Mientras la vejez física acusa síntomas indudables – canas, temblores y arrugas-, la vejez política es cosa que no advierten quienes la padecen. Walter Montenegro.
No toda revolución, en términos generales, es mala. La revolución del conocimiento y de los procesos de enseñanza y del aprendizaje, por ejemplo, han aportado innumerables cosas favorables para el desarrollo de la humanidad y de las personas en forma individual, al extremo que hoy se habla de la sociedad del conocimiento. De allí la ineludible revolución educativa en todos sus niveles y modalidades que aún está pendiente en varios países.
Es decir, las revoluciones entendidas como cambios y transformaciones positivas en las instituciones que facilitan el funcionamiento de los países, pueden ser evolutivas o revolucionarias, según se utilice en mayor o menor grado la fuerza o la violencia para lograrlos.
La expresión Shakesperiana de que “el mundo esta desquiciado! Vaya faena, haber nacido yo para tener que arreglarlo!” parece ser el dilema que se han planteado los delirantes “revolucionarios” del mundo en su obsesiva lucha contra el imperialismo capitalista, sin percatarse que el ser humano, por regla general, es permeable a los cambios, más aún si éstos se plantean de manera clara, precisa, y se derivan expectativas favorables para ellos.
Para una acción revolucionaria se requiere no un líder carismático, porque el carisma, dice Peter Drucker, es en realidad la perdición de los líderes. Esta característica los convence de su infalibilidad y los vuelve inflexibles. En su lugar se necesitan líderes transformadores que son aquellos que a sus seguidores los convierte en líderes, no lémures, y a los líderes los convierte en agentes de cambio.
Las revoluciones sociales, tal como las conocemos, imponen cambios acelerados de carácter violento en las estructuras políticas, sociales, económicas y religiosas de un Estado o país, como las ocurridas en Inglaterra, Francia, Rusia o Cuba. Todas ellas han derivado en supresión de la libertad -léase a Proudhon en su “Idea general de la revolución”, y han sido regadas con sangre inocente. Ese, necesariamente es el costo de imponer modelos con una visión sectaria, fanática o idealista, en aras de una pretendida igualdad, contraria al derecho natural de toda persona de ser distinta y de vivir en libertad, con toda la carga existencial que éste concepto supone.
De allí que las revoluciones por esencia no son democráticas. La caricatura grotesca de la que se trata de imponer en Venezuela, mucho menos,
El Estado de Derecho reinante casi siempre será calificado de burgués y al servicio de cualquier cosa que pase por su mente, y deberá ser reemplazado por el derecho del Estado a decidir sobre el conjunto de relaciones sociales y el comportamiento de los individuos, constriñendo las libertades individuales en función de un interés colectivo que se abrogan las camarillas que logran apoderarse del poder.

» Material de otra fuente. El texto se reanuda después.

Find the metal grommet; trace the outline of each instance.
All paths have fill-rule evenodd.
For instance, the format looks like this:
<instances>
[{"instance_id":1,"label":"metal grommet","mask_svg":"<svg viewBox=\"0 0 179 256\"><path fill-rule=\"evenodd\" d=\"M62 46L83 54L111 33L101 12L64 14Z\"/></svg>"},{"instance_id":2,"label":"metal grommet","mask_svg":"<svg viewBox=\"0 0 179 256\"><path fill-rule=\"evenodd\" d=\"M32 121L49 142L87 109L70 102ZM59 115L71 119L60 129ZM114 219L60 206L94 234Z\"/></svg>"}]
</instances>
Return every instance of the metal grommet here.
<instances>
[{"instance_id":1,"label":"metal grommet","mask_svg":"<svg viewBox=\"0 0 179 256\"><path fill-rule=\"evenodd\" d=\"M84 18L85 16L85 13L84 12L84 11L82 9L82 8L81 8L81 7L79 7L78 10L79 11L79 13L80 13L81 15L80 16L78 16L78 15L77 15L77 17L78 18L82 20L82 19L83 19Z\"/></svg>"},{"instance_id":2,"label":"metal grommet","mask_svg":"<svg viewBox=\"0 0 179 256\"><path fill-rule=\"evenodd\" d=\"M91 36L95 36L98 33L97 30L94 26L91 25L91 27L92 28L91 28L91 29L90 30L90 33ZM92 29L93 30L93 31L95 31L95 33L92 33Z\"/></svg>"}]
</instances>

La revolución social se convierte así por imposición de un grupo, en un fetiche, que debe ser venerada como un ídolo, para disfrazar el despreciable culto a la personalidad de quienes se creen con derecho a destruirlo todo para, sobre sus ruinas, construir una nueva sociedad utópica y un hombre nuevo, cuyos valores se centran en la veneración excesiva y supersticiosa de un hombre o de una cosa, como el mal llamado, en nuestro caso, “Socialismo del siglo XXI”, el cual no ha sido más que el demencial intento de aplicar en nuestra sociedad las categorías conceptuales creadas por el Marxismo del siglo XIX.

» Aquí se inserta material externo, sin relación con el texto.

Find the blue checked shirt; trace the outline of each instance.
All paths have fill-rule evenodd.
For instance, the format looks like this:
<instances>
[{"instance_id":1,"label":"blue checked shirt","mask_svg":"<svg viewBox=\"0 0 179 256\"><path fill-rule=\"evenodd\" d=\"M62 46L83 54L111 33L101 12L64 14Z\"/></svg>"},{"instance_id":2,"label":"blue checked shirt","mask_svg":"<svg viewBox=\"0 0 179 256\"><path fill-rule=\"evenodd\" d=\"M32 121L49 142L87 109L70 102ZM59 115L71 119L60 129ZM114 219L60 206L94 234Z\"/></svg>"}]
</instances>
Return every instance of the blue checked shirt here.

Estas si bien pueden ser reconocidas como un método importante para entender la lógica de funcionamiento del sistema capitalista, no proponen otras cosas más perjudiciales para la sociedad que la eliminación del derecho a la propiedad privada, la dictadura del proletariado, y la utilización de la figura del Estado como un instrumento de transición hacia una sociedad comunista, comparada sólo por sus fetichistas, con el paraíso terrenal.